Le souci des plus pauvres et de la dignité de chaque être humain est le fond commun. On peut dire, également, que les catholiques sociaux, qu’ils soient monarchistes ou républicains, se sont montrés réticents à l’égard du socialisme qui, à cette époque, apparaissait soit avec une dimension révolutionnaire, soit sous une forme libertaire, les deux cherchant à se défaire de la foi et de l’Église. Même les plus progressistes d’entre eux, tout animés par la justice sociale qu’ils étaient, n’ont jamais remis en cause le droit de propriété, mais ils ont affirmé que la propriété avait une vocation sociale.
Une des grandes figures intellectuelles et « opérationnelles » du catholicisme social est Frédéric Ozanam (1813-1853), qui a passé toute une partie de sa vie à Lyon, où il a été avocat. Celui-ci a voulu passionnément faire triompher la justice dans les relations sociales, dans l’organisation politique et dans la vie internationale. Partisan de la République au moment de la révolution de 1848, il n’en dénonce pas moins le socialisme qu’il qualifie « d’intervention dictatoriale du gouvernement » et qu’il renvoie dos à dos avec le libéralisme sauvage.
Ce n’est que plus tard, au début du 20e siècle, que certains vont évoluer vers le socialisme, comme le journaliste Marc Sangnier (1873-1950), issu d’une famille bonapartiste, animateur, à Paris, du journal Le Sillon, qui militait « pour un christianisme démocratique et social ». Cependant, auparavant, avaient pu se distinguer des hommes comme Camille Rambaud (1822-1902), fondateur de la Cité de l’Enfant-Jésus à Lyon, une cité ouvrière qui se voulait « idéale ». Camille Rambaud ne cachait pas ses attaches avec la pensée du philosophe Charles Fourier (1772-1837), une des figures du « socialisme utopique » qui vécut lui-même plusieurs années à Lyon.

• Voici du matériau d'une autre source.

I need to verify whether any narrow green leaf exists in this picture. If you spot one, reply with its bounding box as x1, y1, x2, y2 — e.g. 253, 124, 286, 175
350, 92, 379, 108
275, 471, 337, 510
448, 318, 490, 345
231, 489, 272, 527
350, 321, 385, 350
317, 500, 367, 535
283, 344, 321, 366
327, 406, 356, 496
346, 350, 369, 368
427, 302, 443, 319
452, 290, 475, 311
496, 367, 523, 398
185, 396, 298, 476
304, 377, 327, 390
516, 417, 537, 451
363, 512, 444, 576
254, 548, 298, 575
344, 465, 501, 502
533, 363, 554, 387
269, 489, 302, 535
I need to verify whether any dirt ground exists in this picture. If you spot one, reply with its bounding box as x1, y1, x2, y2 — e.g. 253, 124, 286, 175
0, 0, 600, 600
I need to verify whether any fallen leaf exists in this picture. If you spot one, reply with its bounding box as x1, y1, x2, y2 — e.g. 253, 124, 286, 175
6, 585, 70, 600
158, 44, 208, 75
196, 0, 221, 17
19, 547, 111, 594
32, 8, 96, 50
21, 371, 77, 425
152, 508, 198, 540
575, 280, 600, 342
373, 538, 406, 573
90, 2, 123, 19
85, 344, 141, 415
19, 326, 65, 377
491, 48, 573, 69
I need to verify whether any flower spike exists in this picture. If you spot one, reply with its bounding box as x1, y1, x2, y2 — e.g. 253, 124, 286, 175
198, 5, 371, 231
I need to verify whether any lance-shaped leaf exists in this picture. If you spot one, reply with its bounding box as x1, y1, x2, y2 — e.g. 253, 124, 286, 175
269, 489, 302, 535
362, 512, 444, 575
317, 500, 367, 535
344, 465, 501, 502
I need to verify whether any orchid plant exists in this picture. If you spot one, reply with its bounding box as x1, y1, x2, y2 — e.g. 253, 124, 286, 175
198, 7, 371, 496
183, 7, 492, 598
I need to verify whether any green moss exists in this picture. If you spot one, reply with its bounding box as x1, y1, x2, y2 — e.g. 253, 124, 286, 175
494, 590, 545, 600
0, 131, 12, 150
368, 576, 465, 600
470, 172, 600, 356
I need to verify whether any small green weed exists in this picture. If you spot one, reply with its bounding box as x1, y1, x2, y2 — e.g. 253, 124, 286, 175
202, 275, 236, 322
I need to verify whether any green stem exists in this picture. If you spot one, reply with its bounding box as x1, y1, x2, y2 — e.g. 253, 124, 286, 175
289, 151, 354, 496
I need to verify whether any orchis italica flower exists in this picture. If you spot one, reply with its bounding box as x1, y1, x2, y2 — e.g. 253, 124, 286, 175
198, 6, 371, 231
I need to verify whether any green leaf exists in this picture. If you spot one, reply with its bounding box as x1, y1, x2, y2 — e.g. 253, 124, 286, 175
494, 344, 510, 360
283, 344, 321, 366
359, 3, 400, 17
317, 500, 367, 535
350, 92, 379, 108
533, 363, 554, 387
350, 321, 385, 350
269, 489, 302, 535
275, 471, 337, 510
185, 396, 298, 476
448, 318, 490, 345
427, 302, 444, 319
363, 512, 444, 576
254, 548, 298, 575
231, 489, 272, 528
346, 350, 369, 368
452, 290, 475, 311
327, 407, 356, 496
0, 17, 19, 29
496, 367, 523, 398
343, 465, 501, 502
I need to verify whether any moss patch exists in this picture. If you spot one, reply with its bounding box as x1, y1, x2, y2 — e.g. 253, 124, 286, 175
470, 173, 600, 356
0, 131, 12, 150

Le catholicisme social représente un grand « progrès », dans ce sens qu’il applique le devoir chrétien de la charité à l’organisation de la vie économique et sociale. Il ne s’agit pas seulement de venir en aide aux pauvres : il faut aussi vouloir — et faire en sorte — qu’il n’y ait plus de pauvres ! Aux côtés des laïcs chrétiens que j’ai cités, il faut adjoindre quelques grandes figures ecclésiastiques. En particulier le dominicain Henri Lacordaire (1802-1861). À la fois religieux, journaliste et homme politique, il a restauré en France l’Ordre des Prêcheurs (dominicains) que la Révolution de 1789 avait chassé. Il ne dissociait pas sa foi de la croyance dans le progrès et dans la liberté humaine, et il peut être regardé comme l’un des fondateurs du catholicisme moderne.
C’est à Oullins que, en 1852, il a créé un « Tiers-Ordre » enseignant, à partir du Collège Saint-Thomas d’Aquin-Veritas, qui existe toujours. Il faut aussi savoir que, durant 30 ans, Lyon a eu pour archevêque le cardinal Maurice de Bonald (1787-1870), un homme de l’aristocratie qui, cependant, s’est montré particulièrement soucieux du sort des ouvriers et a pris leur défense au lendemain des révoltes des canuts. Il a, ainsi, encouragé l’œuvre de présence aux familles ouvrières impulsée par le père Antoine Chevrier (1826-1879), le fondateur du Prado qui voulait former des prêtres pauvres pour les pauvres.